Mnie raczej boleśnie zakluwa w ok jajnikow i ciągnie. No i jak dłużej posiedze w jednej pozycji to L-S daje znac.
Damy rade ! -
Okti tak Kochana kupiłam wodę morską, jakaś dla kobiet w ciązy i podczas karmienia można stosować, pytałam w aptece i mi pani poleciła.
Ja mam jeden dzień lepszy jak wczoraj, a dziś znowu wymiotuję, ale ja to zawsze przed posiłkiem powietrzem, nie zjem jak sobie nie puszczę pawia. Jutro pewnie będzie ten lepszy dzień.
Brzuch nie boli już tak mocno jak wcześniej, po prostu czuję ciągnięcie, jakby coś się nie mieściło hehe i też czuję te więzadła. -
no to ja w pierwszym i ostatnim trymestrze tak sobie się czułam pamiętam - i synek się dosyć pospieszył bo wcześnie miałam cc - praktycznie miesiąc przed terminem bo miał być 10.11 a synek się ur 19.10 a dotrwać po terminie to musi być już męczące takie wyczekiwanie..

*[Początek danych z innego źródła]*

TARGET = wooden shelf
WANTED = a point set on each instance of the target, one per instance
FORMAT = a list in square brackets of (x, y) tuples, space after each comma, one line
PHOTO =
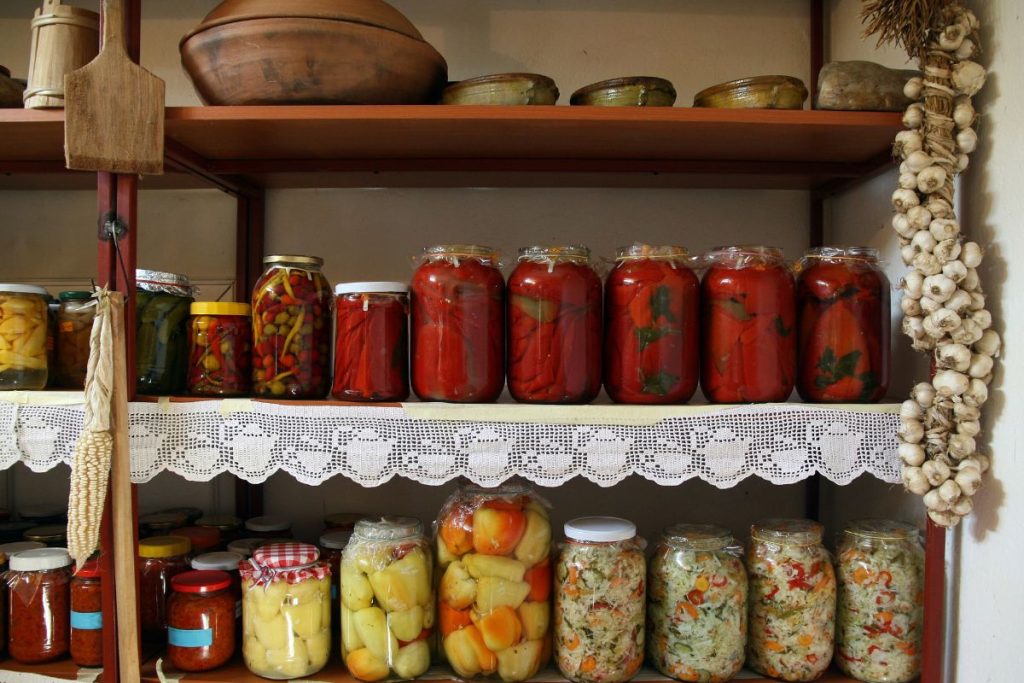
[(434, 145)]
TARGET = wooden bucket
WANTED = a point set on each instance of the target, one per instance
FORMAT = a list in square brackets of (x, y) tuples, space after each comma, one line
[(64, 39)]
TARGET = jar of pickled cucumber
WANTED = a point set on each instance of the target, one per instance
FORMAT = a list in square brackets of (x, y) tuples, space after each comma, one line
[(881, 573), (162, 303), (286, 611), (696, 604), (24, 330), (387, 610)]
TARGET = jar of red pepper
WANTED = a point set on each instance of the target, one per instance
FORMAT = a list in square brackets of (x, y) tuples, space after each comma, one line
[(458, 331), (651, 318), (201, 622), (161, 558), (371, 354), (554, 319), (292, 329), (748, 329), (87, 615), (843, 298), (39, 626), (219, 349)]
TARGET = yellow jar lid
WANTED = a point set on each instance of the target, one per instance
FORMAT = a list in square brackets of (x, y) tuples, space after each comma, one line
[(220, 308), (164, 546)]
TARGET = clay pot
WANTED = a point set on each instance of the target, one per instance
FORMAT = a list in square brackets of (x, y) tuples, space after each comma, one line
[(311, 52)]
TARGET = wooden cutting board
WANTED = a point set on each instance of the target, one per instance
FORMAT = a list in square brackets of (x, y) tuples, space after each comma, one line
[(114, 109)]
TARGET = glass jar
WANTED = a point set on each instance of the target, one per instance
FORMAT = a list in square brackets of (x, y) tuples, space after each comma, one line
[(458, 331), (220, 349), (696, 604), (161, 558), (651, 322), (494, 607), (286, 611), (880, 612), (292, 329), (387, 610), (749, 348), (87, 615), (792, 600), (39, 627), (371, 352), (201, 621), (162, 303), (74, 331), (554, 327), (843, 299), (24, 330), (600, 593)]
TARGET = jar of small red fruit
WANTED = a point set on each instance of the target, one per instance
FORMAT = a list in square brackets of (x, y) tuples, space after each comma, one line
[(458, 330), (749, 326), (219, 349), (292, 329), (843, 299), (554, 321), (651, 318), (371, 352)]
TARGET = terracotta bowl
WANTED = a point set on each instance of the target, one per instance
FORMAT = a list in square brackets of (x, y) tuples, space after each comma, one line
[(311, 52)]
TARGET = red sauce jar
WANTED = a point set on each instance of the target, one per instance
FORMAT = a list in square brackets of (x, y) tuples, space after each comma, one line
[(458, 332), (843, 299), (371, 353), (201, 622), (292, 329), (651, 322), (39, 612), (220, 349), (161, 558), (554, 321), (87, 615), (749, 326)]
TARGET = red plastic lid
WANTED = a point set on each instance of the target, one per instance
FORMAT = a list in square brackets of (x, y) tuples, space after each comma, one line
[(90, 569), (201, 582), (202, 538)]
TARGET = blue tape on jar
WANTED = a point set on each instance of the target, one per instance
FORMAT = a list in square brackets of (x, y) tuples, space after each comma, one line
[(86, 621), (189, 637)]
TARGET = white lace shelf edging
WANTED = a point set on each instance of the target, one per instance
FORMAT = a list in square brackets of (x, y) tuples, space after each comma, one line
[(434, 443)]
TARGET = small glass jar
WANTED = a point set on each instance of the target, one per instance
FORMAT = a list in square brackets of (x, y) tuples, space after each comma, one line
[(87, 615), (749, 340), (201, 622), (600, 593), (220, 349), (843, 298), (554, 327), (651, 322), (792, 600), (39, 627), (292, 329), (696, 604), (162, 302), (161, 558), (458, 329), (371, 353), (286, 611), (74, 331), (25, 327), (880, 612), (494, 550)]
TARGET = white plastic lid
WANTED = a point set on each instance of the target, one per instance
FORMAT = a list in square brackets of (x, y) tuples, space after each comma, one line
[(600, 529), (25, 289), (40, 559), (267, 523), (370, 288), (224, 561)]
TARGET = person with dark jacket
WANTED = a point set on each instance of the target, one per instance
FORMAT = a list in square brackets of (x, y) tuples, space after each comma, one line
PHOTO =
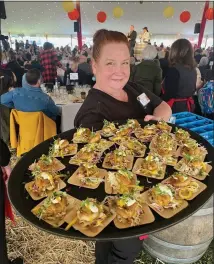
[(83, 77), (203, 67), (4, 174), (132, 35), (7, 82), (148, 73), (113, 98), (27, 45), (164, 63), (31, 98), (180, 82), (198, 55), (14, 66)]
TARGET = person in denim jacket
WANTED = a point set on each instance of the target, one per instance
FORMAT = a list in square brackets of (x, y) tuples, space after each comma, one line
[(31, 98)]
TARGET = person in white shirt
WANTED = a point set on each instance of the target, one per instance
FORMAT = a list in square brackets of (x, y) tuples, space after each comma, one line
[(145, 36)]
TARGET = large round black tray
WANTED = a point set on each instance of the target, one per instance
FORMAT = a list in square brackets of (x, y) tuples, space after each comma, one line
[(23, 204)]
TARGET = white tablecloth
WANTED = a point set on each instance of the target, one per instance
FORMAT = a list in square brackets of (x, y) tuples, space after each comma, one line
[(69, 112)]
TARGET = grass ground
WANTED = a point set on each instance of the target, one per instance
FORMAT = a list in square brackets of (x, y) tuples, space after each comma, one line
[(38, 247)]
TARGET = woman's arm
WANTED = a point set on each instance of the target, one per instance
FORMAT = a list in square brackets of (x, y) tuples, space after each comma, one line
[(157, 82), (4, 154), (171, 84), (161, 112)]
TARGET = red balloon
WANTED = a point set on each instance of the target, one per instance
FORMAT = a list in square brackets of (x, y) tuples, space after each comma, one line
[(101, 17), (209, 14), (185, 16), (74, 15)]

2 trymestr jest najlepszy ale ja jestem z tych co i tak się przejmują i najlepiej się czułam na łóżeczku czy leżaczku bez szaleństw i teraz już czuje że jest tak samo - po powrocie do domu odrazu bym leżała i w zasadzie kończe już prace i zamierzam sporo odpoczywać - jeszcze miałam historię z rozwarciem w tamtej ciąży to już wogóle teraz pewnie będę schizować żeby coś się wczesniej nie zaczęło dziać więc aktywność ogranicze to tego co muszę -
izia wrote:no to ja w pierwszym i ostatnim trymestrze tak sobie się czułam pamiętam - i synek się dosyć pospieszył bo wcześnie miałam cc - praktycznie miesiąc przed terminem bo miał być 10.11 a synek się ur 19.10 a dotrwać po terminie to musi być już męczące takie wyczekiwanie..
Izia widzę, że celujesz z dziećmi w aurę jesienno-listopadową
Jakie to ma plusy? Opowiedz coś, jak Ci minęło lato - czy ciężko w upały, jak potem z maluszkiem w zimie.KocieOczy lubi tę wiadomość
-
Goplana wrote:Izia widzę, że celujesz z dziećmi w aurę jesienno-listopadową
Jakie to ma plusy? Opowiedz coś, jak Ci minęło lato - czy ciężko w upały, jak potem z maluszkiem w zimie.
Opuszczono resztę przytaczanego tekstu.